Я встала и пошла к лестнице, ведущей на четвертый этаж, где располагалась кафедра нормальной анатомии. Оказалось, что попасть туда не так-то просто – на каждом этаже дежурил сотрудник полиции, и мне приходилось показывать пропуск, удостоверявший, что я доцент кафедры. В холле четвертого этажа меня встретили очередной полицейский и заведующий, растерянный и какой-то помятый. Ну да, у него же сегодня не должно быть двух первых пар, он спокойно отсыпался дома, откуда его и вызвали.
– Здравствуйте, Александра Ефимовна, – он сжал мою руку и пробормотал: – Надо же, какая беда у нас.
– Что, это кто-то из наших? – глядя на его растерянное лицо, спросила я, в душе надеясь, что это не так.
– Не дай бог, что вы, Саша! – охнул заведующий. – Нет, это совершенно посторонняя женщина.
– Документики ваши позвольте, – вмешался полицейский, решивший, видимо, что предоставил нам достаточно времени для обмена информацией.
Я протянула пропуск.
– Ого, Гельман, значит? – протянул полицейский. – Начинается. Фимы Клеща родня какая-то?
– Выбирайте выражения, будьте так любезны, – ледяным тоном попросила я. – Какой он вам Фима? Вы ему в дети годитесь. Кроме того, какое отношение к вашему визиту имеют мои родственные связи?
– А как знать? Почему-то труп нашли именно в той комнате, в которой вы ведете занятия, – сказал полицейский, возвращая мне документ.
– Какое блестящее умозаключение! Разумеется, это я вчера вечером из дома привезла, у нас уже прятать негде! – разозлилась я, и заведующий снова сжал мою руку:
– Александра Ефимовна, вы бы аккуратнее. Не надо так…
– Как?
– Агрессивно.
Полицейский внимательно наблюдал за нашим диалогом и попутно, как я заметила, изучал меня. Интересно, тоже думает, что у дочери криминального авторитета на лбу должно быть что-то написано?
В дверях моей учебной комнаты показался эксперт, снимающий на ходу резиновые перчатки.
– Следователь просит преподавателя зайти.
Я выдернула руку из влажных от волнения пальцев заведующего и пошла в комнату. Там работало несколько человек. Кто-то что-то писал, кто-то снимал отпечатки, что лично мне показалось делом совершенно бессмысленным – проходимость учебной комнаты очень высокая, каждый студент непременно что-то здесь потрогал.
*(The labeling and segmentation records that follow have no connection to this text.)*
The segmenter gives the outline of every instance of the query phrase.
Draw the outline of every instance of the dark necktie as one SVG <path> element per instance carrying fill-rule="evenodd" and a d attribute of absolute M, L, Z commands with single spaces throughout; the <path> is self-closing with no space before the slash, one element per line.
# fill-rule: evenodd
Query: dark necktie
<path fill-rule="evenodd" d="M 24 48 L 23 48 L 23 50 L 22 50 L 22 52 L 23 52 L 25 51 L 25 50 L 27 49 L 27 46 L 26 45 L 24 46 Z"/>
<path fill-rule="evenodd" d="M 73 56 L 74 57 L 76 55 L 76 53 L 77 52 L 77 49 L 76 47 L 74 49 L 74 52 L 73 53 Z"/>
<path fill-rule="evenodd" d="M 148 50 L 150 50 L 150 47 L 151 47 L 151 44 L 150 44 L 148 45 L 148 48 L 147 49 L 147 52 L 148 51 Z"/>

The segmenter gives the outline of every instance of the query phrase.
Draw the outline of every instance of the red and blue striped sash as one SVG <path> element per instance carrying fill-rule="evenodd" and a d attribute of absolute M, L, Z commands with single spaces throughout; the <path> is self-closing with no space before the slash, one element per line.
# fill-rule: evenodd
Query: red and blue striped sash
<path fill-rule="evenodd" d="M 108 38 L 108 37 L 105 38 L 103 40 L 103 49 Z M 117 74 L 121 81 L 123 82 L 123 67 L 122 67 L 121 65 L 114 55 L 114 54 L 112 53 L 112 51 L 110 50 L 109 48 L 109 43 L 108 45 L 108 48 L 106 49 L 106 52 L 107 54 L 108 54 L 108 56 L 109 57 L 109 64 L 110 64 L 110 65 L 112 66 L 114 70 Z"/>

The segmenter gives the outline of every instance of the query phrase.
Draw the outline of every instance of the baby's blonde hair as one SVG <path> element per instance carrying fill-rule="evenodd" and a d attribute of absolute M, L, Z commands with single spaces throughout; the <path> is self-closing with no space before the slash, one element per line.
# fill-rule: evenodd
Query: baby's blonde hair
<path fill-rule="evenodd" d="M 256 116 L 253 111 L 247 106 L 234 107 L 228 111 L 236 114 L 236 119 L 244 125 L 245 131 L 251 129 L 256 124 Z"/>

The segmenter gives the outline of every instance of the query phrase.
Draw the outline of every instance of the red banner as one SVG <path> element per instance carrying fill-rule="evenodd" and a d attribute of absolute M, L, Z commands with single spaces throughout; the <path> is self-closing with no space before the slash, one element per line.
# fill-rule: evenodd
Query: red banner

А есть еще я, лаборанты, другие ассистенты кафедры – словом, множество людей.
На цинковой крышке ванны, установленной справа от двери, лежал труп женщины, который осматривал полный лысоватый дядька, чем-то неуловимо похожий на моего отца. Бросив беглый взгляд на труп, я поняла, что он точно «не наш». В моем распоряжении неотпрепарированных трупов сейчас не было, а этот явно не тронут рукой анатома.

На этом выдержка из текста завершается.